Bu yolla sahtekârlıkların önüne geçilebilir mi?

Geçilebilir, sistemde iyi niyetli olanlarla kötü niyetli olanların da ayırt edilmesi gerekir. Diğer taraftan Risk Merkeszinde de bireysel takip sistemi genişletilirse,yani kişi başka bir şirket kurduğu zamanda, daha önce yaptığı hukuksuz uygulamalar karşısına çıkacağını bilirse kötü niyetli yaklaşımların engellenmesi konusunda yol kat edilebilir. Aksi takdirde kişi farklı bir tüzel kimlikle aynı hukuksuz uygulamayı devam ettirir. Yani iyi bir bellek oluşturulması lazım sistemde.

Finansal Kurumlar Birliği’nin kurulmasının üzerinden bir yılı aşkın bir süre geçti, geçen bu süreyi de dikkate alarak bir değerlendirme yapar mısınız?

Üç farklı sektörün bir araya gelmesi oldukça zordu. Bu zorluğa rağmen bir araya gelebildik. Bu doğrultuda birliğin daha yeni çatısının çatıldığını söyleyebiliriz. Biz birlikten kuvvet doğarın temelini oluşturabilecek bir sistem kurduk. Bu noktada biz 1+1+1 den beş çıkarabilirsek doğru bir iş çıkartmış oluruz. Lobicilik açısından da baktığımızda eskiden her sektör kendi gücü doğrultusunda sonuçlar alırken bunu bugün daha güçlü olduğumuzu söyleyebilirim.
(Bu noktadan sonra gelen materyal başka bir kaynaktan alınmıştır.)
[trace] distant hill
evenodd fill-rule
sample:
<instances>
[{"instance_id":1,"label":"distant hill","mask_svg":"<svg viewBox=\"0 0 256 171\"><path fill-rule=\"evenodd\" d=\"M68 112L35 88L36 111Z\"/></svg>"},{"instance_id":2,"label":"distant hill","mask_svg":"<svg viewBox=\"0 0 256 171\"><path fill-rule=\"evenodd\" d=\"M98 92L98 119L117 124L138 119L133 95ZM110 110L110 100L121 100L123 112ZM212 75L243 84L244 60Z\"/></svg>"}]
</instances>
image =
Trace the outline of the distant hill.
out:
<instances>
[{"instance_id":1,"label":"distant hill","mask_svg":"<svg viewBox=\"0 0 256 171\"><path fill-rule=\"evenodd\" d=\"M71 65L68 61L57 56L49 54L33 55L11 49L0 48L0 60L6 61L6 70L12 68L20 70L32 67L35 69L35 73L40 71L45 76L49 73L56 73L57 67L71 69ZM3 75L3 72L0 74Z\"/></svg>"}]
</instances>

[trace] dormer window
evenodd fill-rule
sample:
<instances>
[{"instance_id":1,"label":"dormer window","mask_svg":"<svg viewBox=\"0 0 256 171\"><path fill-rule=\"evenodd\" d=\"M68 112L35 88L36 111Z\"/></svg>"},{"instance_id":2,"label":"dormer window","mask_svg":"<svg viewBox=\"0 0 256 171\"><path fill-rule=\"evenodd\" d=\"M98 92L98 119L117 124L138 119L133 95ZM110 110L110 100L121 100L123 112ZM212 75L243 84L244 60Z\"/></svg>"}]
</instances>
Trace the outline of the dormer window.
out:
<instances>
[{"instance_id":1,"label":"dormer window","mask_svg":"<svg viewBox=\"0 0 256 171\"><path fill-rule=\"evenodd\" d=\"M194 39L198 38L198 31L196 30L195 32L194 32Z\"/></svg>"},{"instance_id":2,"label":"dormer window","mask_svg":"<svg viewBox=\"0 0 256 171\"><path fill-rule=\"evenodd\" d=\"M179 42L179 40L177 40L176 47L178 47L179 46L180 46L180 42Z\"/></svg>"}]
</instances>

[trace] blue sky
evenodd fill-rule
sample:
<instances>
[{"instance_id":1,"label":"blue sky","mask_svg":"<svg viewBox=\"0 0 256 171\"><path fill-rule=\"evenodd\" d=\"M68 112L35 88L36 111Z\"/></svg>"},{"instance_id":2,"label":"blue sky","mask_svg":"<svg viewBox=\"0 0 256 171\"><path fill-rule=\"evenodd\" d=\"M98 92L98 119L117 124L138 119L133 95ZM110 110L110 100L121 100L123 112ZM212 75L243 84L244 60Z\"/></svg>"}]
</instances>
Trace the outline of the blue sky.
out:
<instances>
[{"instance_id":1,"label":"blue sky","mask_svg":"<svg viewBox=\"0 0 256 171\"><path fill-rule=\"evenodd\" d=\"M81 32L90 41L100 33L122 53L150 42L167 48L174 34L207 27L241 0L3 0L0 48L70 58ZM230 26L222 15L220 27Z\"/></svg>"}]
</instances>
Yapılan düzenlemelerle maliyenin yükünü biraz sizin üzerinize attığı gibi bir görüntü ortaya çıkıyor. Bu durum normal mi?

FKB kurulduktan sonra Maliye ile önemli yol kaydettiğimizi söyleyebilirim.Önemli olan Türkiye de faktöring ne kadar büyür ise kayıt dışının o kadar ortadan kalkacağı gerçeğini görebilmektir.Fatura kayıt merkezi de bu yatırımlardan biridir.

Faktoring sektörü ile ilgili olumsuz algı ortadan kalktı mı?

Bütün parametrelerine bakarak bu olumsuz algıların varlığının mantık çerçevesi dışında olduğunu söyleyebilirim. Burada algının bir ön yargı haline geldiği de söylenebilir.

Anadolu’ya açılma faliyetleri ne durumda? Bu çalışmalar sektör tarafından tüm hızı ile devam ettiriliyor. Ancak ülkedeki küçüklerde dahil tüm organize sanayilere girmediğimiz sürece potansiyeli kullandığımızı söyleyemeyiz. Geçen yıl itibari ile sektör olarak 116 milyar TL ciro yapmışız. Bu rakamdan yola çıkarak Türkiye’de 300 milyar TL’lik bir potansiyelin olduğunu tahmin ediyoruz.